Geben Sie 300 Mikroliter Proliferationsmedium in 1,5-Milliliter-Zentrifugenröhrchen. Diese dienen als Sammelröhrchen für die Zellsortierung. Nach dem Sortieren der Zellen mit FACS zentrifugieren Sie die gesammelten Zellen 10 Minuten lang bei 800 g bei vier Grad Celsius.
Verwenden Sie eine P1000-Pipette, um den Überstand vorsichtig zu entfernen, ohne das Pellet zu stören. Resuspendieren Sie das Pellet in Proliferationsmedien bis zu einer Enddichte von 100 Zellen pro Mikroliter. Die Zellsuspension in die Vertiefungen einer 48-Well-Gewebekulturplatte aussäen.

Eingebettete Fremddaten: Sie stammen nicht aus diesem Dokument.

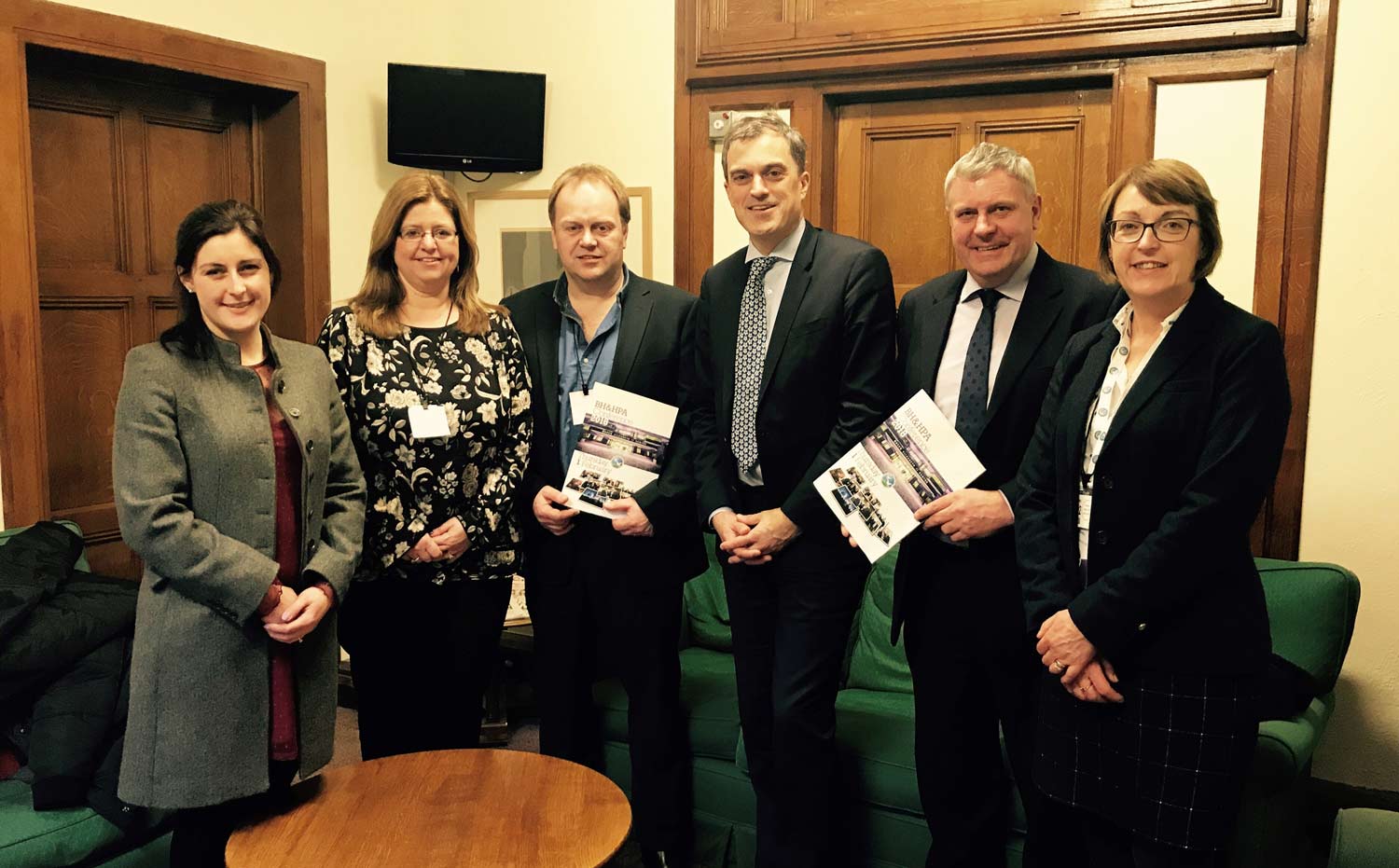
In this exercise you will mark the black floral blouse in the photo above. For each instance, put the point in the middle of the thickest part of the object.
(417, 484)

Zum Schluss wird die Platte unter entsprechender Gaszugabe in einen Inkubator bei 37 Grad Celsius überführt, bis die Zellen zusammenfließen. Konfluente Zellen mit typischer Fibroblastenmorphologie wurden innerhalb von fünf Tagen nach der Kultivierung erhalten.